B&B in pre-float bind
Ever since his appointment as chief executive of Bradford & Bingley building society, Christopher Rodrigues has been considered something of an outsider.
A graduate of management consultants McKinsey, Rodrigues had no direct experience of banking or building societies when he joined B&B, having spent his formative professional life at American Express and Thomas Cook.
Nonetheless, he dedicated himself energetically to B&B's mutuality, employing teams of external consultants to improve the society's efficiency. The work won him few friends within Bradford & Bingley, since it involved sacking hordes of employees considered surplus to requirements. Externally, the drive prompted suspicions that Rodrigues had one eye on a stock market flotation.
This was always strongly denied and appeared to be backed up by the society's decision to underline the benefits of mutuality by reducing the margin between its saving and borrowing rates.
Members failed to appreciate this act of goodwill, however, and last month voted decisively to demutualise.
The decision has left B&B in something of a bind.
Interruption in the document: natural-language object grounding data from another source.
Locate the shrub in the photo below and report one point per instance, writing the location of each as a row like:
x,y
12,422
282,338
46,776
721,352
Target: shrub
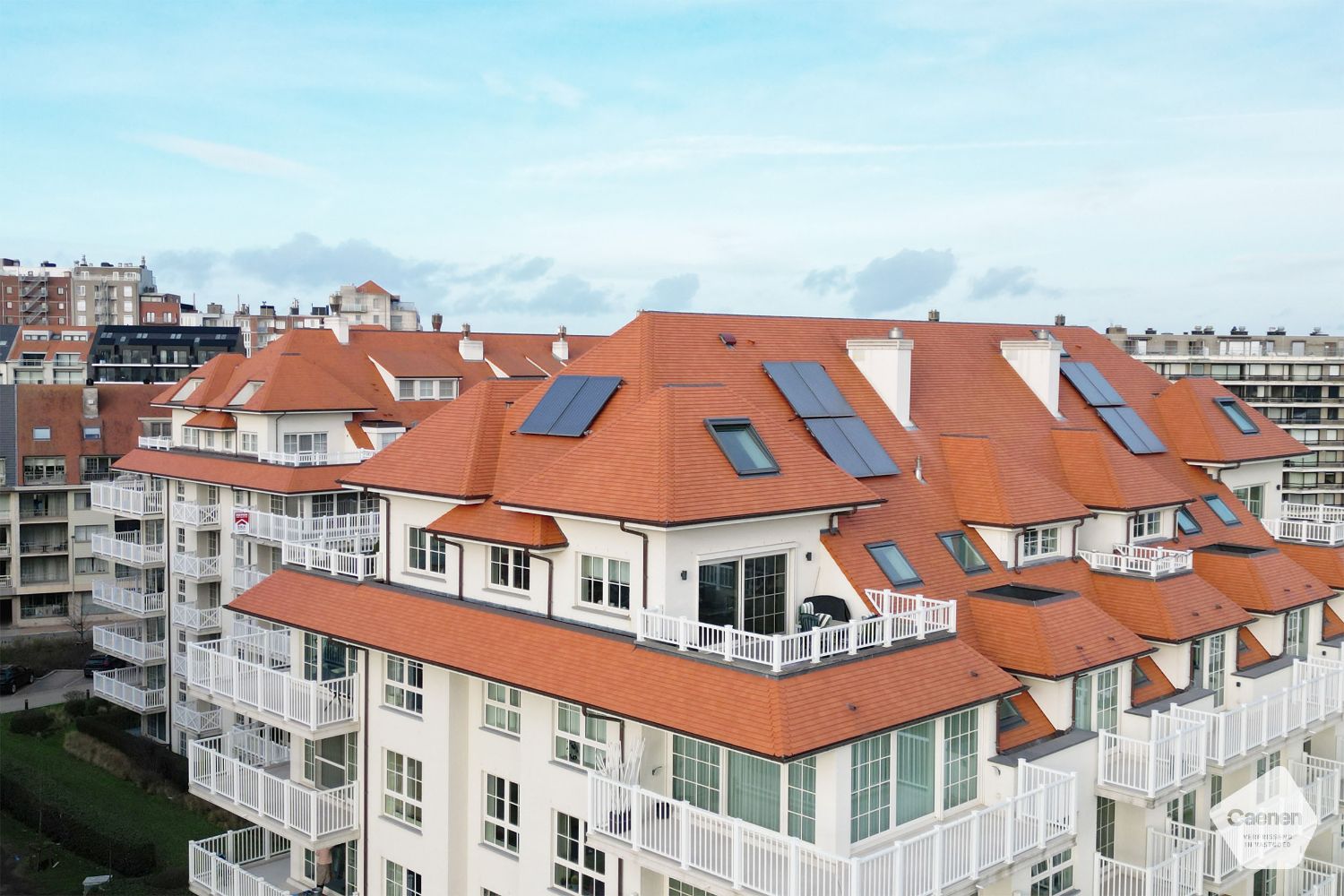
x,y
82,831
32,721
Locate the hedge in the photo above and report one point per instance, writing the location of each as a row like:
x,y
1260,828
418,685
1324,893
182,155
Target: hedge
x,y
99,842
150,755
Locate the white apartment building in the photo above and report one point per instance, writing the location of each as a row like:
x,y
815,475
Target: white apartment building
x,y
773,606
1297,382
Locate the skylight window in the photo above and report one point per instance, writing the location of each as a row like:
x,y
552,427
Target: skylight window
x,y
1236,416
742,445
964,551
1223,512
892,563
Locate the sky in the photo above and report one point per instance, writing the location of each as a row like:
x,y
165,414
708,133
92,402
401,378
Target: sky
x,y
523,166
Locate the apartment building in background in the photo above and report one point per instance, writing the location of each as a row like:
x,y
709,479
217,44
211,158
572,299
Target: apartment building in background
x,y
56,443
731,603
1297,382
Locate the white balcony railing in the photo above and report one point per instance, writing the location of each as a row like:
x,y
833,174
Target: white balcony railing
x,y
125,547
902,616
306,530
1136,559
352,564
1172,755
1316,696
194,513
196,618
252,673
126,688
128,495
230,775
108,592
195,565
314,458
226,866
128,642
758,860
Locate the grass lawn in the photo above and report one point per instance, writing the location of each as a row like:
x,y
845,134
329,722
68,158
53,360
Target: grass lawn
x,y
169,823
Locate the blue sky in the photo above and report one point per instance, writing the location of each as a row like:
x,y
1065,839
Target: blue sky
x,y
524,166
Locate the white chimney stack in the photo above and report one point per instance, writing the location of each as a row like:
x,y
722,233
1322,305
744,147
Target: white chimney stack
x,y
886,365
1037,362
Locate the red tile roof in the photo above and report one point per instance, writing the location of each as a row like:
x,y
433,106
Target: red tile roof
x,y
781,718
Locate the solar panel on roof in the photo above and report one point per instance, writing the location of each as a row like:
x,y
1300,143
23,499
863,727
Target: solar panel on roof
x,y
1090,383
1131,429
852,446
808,389
570,406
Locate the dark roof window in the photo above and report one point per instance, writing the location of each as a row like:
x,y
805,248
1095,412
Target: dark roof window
x,y
964,551
742,445
1220,508
1236,416
892,563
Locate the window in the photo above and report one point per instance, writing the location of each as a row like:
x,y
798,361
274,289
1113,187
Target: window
x,y
1147,525
1223,512
1236,416
1253,495
803,799
502,813
580,739
605,582
1185,521
511,568
964,551
403,788
405,685
744,447
1053,876
426,552
1039,543
695,772
578,866
503,708
401,882
892,563
870,788
960,758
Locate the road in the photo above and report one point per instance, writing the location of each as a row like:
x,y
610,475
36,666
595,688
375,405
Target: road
x,y
45,692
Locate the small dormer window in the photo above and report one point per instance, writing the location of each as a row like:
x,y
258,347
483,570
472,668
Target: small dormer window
x,y
742,445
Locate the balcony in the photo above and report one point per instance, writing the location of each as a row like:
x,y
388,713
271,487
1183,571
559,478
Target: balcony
x,y
757,860
1136,559
128,641
1172,756
126,688
195,565
362,564
128,495
250,861
314,458
902,616
247,772
198,619
195,514
1314,699
1309,524
306,530
126,598
252,675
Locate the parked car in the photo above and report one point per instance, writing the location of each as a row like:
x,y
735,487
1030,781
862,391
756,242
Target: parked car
x,y
102,662
13,677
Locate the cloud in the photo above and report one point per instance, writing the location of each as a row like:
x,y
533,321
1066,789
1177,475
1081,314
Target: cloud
x,y
226,156
1003,281
674,293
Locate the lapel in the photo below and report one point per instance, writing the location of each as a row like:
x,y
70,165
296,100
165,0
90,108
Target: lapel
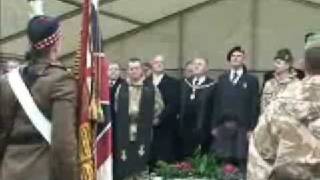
x,y
243,81
163,81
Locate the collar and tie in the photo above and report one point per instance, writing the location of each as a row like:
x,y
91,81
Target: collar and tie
x,y
235,77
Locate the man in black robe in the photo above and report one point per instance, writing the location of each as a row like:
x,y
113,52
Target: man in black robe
x,y
114,81
138,104
164,133
236,109
196,109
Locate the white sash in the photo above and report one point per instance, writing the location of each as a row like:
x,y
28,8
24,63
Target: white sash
x,y
40,122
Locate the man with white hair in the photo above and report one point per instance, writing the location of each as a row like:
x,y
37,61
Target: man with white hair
x,y
164,133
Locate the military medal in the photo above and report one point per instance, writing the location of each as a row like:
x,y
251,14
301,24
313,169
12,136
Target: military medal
x,y
193,94
141,151
133,131
123,155
245,85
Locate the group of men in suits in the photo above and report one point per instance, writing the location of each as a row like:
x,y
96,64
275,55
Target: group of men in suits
x,y
199,112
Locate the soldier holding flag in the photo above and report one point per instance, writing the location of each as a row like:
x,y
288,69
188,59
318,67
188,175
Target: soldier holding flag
x,y
38,111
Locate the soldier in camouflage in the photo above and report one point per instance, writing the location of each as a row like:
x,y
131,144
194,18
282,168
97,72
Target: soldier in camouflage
x,y
284,74
286,142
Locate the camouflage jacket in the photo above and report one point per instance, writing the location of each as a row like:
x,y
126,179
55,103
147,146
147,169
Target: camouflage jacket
x,y
287,138
273,87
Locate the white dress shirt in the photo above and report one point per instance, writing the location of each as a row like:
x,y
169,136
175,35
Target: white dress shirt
x,y
200,80
157,79
232,74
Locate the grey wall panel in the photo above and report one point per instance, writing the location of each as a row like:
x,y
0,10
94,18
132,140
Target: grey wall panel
x,y
212,30
159,39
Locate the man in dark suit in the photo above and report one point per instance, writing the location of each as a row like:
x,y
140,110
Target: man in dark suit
x,y
164,133
196,108
237,93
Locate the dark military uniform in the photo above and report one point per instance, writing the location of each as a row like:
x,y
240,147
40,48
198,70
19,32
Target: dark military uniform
x,y
25,153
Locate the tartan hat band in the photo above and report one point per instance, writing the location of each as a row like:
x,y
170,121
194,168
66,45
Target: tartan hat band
x,y
48,41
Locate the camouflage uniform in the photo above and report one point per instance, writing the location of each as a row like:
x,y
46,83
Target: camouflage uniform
x,y
287,137
273,87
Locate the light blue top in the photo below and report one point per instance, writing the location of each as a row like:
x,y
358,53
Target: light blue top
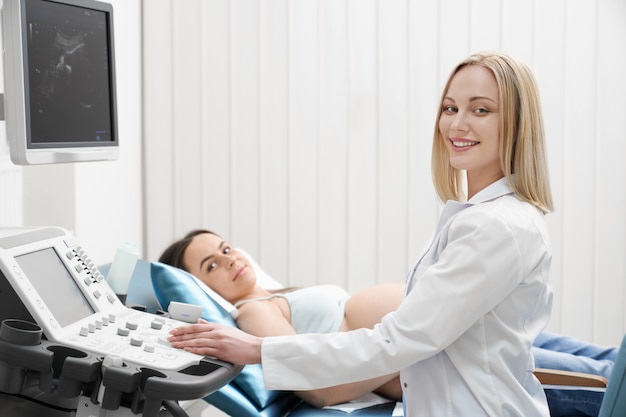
x,y
318,309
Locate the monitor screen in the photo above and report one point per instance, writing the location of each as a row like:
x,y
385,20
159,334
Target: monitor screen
x,y
60,96
55,285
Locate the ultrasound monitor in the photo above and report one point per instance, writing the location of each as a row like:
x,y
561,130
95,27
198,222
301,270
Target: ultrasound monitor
x,y
59,78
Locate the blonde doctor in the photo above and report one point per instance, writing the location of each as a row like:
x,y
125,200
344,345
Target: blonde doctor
x,y
479,293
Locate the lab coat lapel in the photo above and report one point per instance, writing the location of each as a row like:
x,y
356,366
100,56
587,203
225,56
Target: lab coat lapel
x,y
451,209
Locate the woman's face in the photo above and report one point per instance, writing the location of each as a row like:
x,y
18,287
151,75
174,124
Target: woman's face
x,y
224,269
469,124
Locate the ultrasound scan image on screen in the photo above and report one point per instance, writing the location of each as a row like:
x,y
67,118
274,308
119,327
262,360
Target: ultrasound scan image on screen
x,y
69,74
47,273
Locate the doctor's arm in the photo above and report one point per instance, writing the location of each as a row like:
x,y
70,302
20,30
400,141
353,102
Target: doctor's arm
x,y
211,339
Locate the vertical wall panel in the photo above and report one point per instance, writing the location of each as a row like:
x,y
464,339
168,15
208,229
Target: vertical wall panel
x,y
214,194
424,92
580,168
392,140
362,143
307,127
187,113
609,314
273,138
332,142
244,118
303,138
158,128
549,66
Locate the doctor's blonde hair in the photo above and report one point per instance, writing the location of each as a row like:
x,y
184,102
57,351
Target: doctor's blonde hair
x,y
522,150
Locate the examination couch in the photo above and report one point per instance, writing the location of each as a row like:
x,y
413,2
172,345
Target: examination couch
x,y
154,285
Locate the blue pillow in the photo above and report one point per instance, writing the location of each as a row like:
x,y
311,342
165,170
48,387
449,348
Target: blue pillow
x,y
174,284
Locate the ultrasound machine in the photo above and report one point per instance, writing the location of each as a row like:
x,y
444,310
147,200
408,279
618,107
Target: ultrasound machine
x,y
68,345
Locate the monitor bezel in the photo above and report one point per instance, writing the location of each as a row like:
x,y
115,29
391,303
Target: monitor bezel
x,y
16,98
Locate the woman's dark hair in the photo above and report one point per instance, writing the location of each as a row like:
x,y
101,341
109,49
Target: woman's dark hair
x,y
173,255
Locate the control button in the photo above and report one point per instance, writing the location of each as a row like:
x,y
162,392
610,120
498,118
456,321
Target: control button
x,y
113,361
123,332
162,340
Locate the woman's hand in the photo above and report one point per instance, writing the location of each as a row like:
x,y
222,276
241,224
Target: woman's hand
x,y
223,342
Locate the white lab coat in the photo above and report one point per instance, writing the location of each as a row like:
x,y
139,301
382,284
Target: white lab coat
x,y
477,298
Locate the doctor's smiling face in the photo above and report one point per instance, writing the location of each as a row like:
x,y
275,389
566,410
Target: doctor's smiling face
x,y
216,263
469,125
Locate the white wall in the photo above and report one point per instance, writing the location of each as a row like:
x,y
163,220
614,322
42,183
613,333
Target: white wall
x,y
101,202
301,130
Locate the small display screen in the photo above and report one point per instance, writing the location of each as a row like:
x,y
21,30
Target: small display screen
x,y
54,283
69,70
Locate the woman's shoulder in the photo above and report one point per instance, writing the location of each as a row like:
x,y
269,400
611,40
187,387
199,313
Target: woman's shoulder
x,y
506,213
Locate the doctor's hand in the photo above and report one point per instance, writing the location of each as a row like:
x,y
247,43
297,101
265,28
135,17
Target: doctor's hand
x,y
223,342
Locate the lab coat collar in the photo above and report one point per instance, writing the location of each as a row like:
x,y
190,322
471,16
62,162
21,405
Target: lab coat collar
x,y
492,191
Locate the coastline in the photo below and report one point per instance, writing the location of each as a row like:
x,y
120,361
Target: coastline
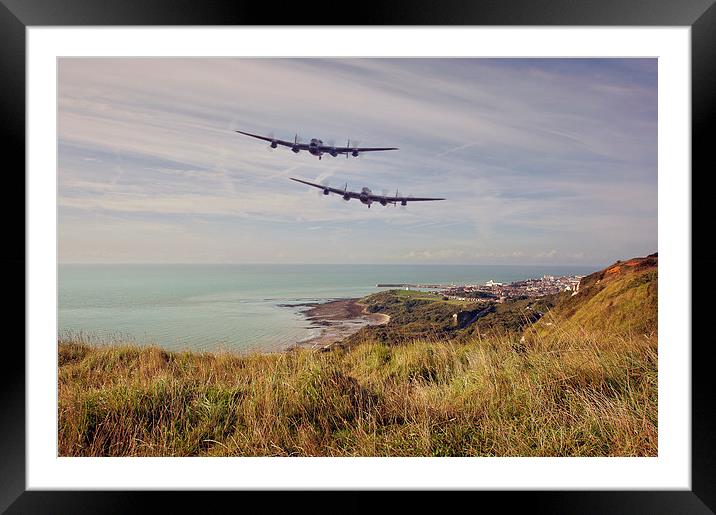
x,y
337,319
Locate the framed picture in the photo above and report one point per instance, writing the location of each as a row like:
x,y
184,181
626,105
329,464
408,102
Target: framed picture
x,y
68,55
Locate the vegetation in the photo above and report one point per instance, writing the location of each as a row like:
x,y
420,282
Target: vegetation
x,y
567,389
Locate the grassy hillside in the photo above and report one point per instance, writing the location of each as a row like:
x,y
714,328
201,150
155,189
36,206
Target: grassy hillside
x,y
621,300
584,386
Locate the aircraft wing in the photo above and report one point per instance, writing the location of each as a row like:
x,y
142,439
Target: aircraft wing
x,y
352,194
302,146
348,150
390,199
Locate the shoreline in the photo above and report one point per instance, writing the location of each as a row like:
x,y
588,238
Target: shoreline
x,y
336,319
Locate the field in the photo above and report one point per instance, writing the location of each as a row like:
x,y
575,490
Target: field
x,y
566,386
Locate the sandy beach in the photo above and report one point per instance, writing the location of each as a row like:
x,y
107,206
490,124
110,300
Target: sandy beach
x,y
337,320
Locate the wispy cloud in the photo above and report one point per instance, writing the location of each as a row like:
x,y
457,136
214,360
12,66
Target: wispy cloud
x,y
541,155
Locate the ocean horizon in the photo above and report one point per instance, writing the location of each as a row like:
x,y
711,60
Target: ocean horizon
x,y
236,307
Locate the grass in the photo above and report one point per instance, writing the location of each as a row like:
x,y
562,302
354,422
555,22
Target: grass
x,y
576,393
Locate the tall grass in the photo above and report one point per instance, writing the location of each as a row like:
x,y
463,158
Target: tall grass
x,y
574,394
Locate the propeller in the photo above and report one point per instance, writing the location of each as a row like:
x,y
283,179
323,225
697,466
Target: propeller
x,y
325,184
356,143
295,142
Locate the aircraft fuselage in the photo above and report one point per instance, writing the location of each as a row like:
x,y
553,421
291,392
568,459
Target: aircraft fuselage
x,y
365,196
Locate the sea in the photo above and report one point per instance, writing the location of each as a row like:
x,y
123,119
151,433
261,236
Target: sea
x,y
232,307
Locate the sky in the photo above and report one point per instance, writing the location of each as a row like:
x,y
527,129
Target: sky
x,y
543,161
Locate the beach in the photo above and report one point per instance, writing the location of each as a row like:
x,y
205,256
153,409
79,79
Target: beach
x,y
337,319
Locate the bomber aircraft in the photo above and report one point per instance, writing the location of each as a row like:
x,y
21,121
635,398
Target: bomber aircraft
x,y
316,147
366,196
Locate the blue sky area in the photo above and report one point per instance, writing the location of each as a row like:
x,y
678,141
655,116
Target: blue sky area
x,y
544,161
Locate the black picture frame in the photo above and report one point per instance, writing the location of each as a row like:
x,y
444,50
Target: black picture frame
x,y
16,15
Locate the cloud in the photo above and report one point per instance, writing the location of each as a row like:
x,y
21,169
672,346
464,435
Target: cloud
x,y
556,154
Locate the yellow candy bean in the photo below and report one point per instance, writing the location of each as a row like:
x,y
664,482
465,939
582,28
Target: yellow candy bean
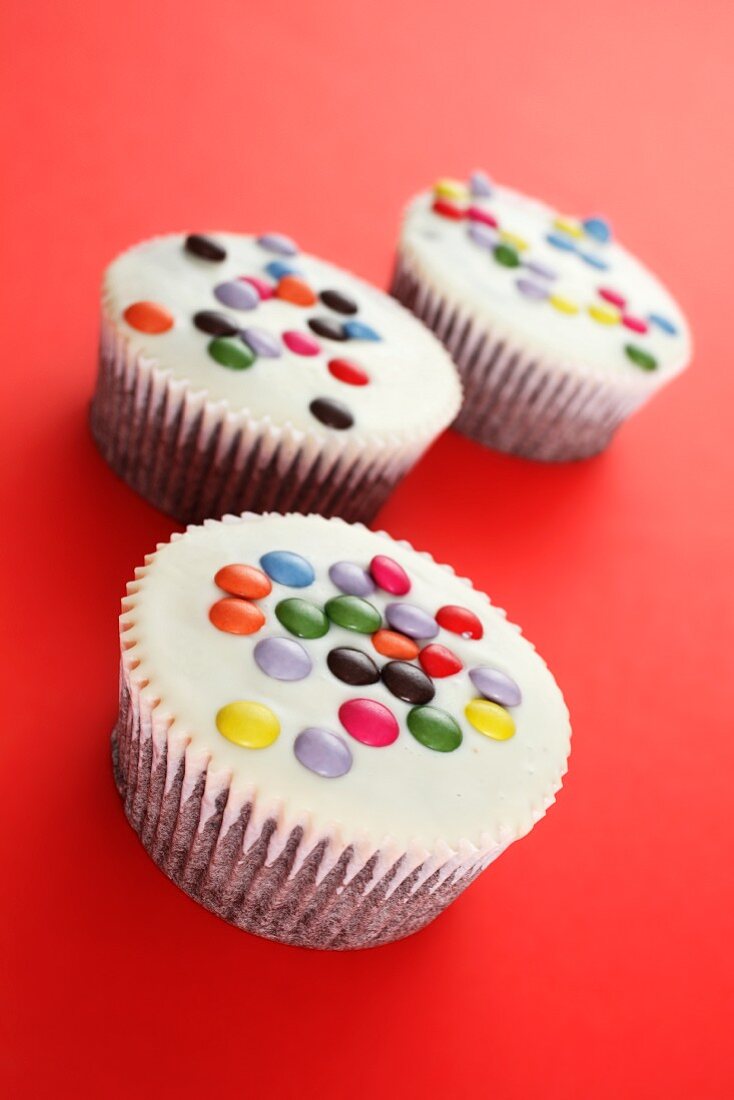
x,y
251,725
490,718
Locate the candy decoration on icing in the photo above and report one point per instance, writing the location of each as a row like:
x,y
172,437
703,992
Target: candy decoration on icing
x,y
216,325
296,290
352,613
249,724
506,255
348,372
332,414
339,301
237,295
641,358
264,289
322,751
357,330
408,618
262,342
328,328
231,354
351,579
446,209
599,229
205,248
438,661
302,617
234,615
389,575
490,718
278,243
369,722
496,685
435,728
244,581
393,644
149,317
480,186
352,667
459,620
284,567
407,682
663,323
282,659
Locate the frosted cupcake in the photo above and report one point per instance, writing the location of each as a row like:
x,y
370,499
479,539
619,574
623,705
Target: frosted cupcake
x,y
237,372
558,332
325,736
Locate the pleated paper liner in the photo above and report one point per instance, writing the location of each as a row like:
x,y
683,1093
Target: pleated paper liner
x,y
194,458
515,400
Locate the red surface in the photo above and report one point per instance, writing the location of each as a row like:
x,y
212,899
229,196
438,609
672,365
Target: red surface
x,y
594,960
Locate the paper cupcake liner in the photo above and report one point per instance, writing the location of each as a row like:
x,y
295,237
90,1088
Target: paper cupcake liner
x,y
263,875
516,400
194,458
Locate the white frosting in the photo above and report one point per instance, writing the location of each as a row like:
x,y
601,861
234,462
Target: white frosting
x,y
413,385
467,273
485,792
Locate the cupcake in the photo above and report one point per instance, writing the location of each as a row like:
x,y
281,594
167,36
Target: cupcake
x,y
237,372
558,332
324,736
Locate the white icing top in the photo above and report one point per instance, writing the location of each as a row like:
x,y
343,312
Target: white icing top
x,y
468,273
486,792
413,388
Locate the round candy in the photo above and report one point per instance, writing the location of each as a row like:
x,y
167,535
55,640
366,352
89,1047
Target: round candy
x,y
496,685
244,581
216,325
355,330
352,613
407,682
237,295
296,290
641,358
278,243
413,620
351,579
392,644
205,248
439,661
459,620
369,722
149,317
506,255
328,328
332,414
340,303
228,353
490,718
435,728
234,615
389,575
322,752
302,617
300,343
248,724
346,371
352,667
282,659
288,568
262,342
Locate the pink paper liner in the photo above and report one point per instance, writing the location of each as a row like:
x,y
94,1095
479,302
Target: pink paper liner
x,y
515,400
267,880
194,459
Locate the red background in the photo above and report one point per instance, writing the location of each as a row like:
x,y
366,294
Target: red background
x,y
595,958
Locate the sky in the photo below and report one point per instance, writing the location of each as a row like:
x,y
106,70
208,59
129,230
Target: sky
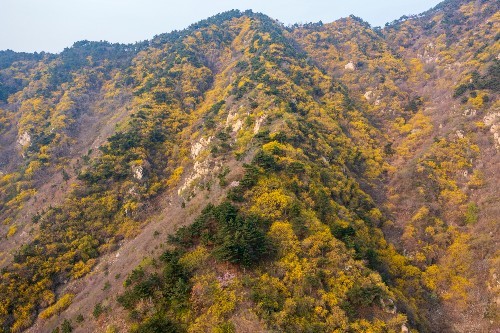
x,y
52,25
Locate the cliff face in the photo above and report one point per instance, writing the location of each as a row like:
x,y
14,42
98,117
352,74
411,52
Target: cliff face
x,y
243,176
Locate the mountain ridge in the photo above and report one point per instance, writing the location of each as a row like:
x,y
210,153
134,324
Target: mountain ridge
x,y
307,132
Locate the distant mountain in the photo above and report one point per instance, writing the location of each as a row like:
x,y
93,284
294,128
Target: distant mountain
x,y
244,176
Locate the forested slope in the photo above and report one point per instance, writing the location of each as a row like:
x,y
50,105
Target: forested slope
x,y
243,176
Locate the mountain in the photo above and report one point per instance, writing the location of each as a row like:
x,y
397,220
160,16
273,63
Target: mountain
x,y
244,176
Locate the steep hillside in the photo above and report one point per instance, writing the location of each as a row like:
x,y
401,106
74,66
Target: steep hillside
x,y
243,176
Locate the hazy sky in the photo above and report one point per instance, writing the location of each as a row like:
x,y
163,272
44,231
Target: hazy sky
x,y
52,25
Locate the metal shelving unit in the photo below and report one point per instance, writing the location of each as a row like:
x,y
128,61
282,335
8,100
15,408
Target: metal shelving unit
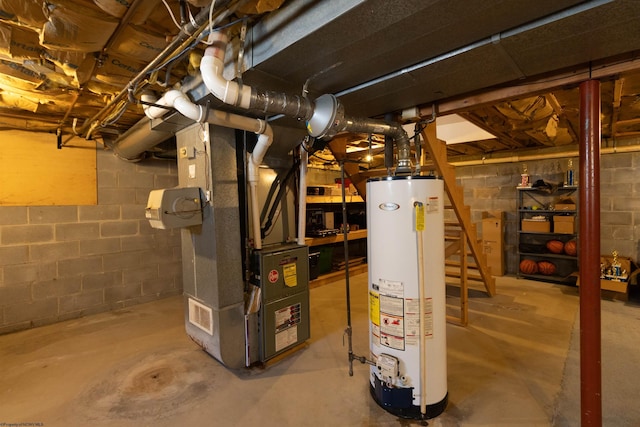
x,y
534,202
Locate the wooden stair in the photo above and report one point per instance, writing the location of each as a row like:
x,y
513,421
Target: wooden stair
x,y
438,153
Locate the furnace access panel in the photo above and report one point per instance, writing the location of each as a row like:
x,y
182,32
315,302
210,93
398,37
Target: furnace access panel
x,y
283,276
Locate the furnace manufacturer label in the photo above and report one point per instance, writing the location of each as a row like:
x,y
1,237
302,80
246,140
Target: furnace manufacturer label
x,y
273,276
290,275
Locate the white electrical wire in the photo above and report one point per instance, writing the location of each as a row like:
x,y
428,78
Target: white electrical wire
x,y
211,9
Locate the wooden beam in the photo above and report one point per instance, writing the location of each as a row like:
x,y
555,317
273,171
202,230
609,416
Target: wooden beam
x,y
535,87
438,152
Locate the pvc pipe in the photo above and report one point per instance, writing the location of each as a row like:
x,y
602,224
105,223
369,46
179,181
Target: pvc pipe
x,y
180,101
212,67
302,197
589,255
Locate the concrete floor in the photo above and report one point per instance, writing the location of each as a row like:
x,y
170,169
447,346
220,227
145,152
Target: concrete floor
x,y
514,365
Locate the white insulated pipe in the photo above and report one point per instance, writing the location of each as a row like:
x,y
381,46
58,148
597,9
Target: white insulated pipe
x,y
302,197
178,100
212,67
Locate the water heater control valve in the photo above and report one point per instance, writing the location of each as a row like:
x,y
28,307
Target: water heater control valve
x,y
389,368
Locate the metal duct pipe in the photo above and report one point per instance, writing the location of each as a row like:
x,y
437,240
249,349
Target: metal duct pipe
x,y
180,101
138,139
325,117
188,33
246,97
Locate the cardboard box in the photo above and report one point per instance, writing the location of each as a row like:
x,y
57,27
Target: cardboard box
x,y
493,241
531,226
565,204
564,224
If it leaves rates where they are, profits will be depressed and so too will the group's eventual stock market value. If rates are broadened out to more "commercial" levels, members might well feel aggrieved. Either way, many are likely to leave as soon as their windfall share certificates drop through the letterbox.
Some senior executives at the building society are said to be privately blaming Rodrigues for the current unpleasant situation. There are even suggestions from those close to B&B that he may soon leave the group.
At least five financial institutions are known to be keen to pounce on the society before flotation, although none wants to be first to bite. The departure of Rodrigues would leave B&B in an even more vulnerable position than it is in already. But perhaps that is some directors' endgame.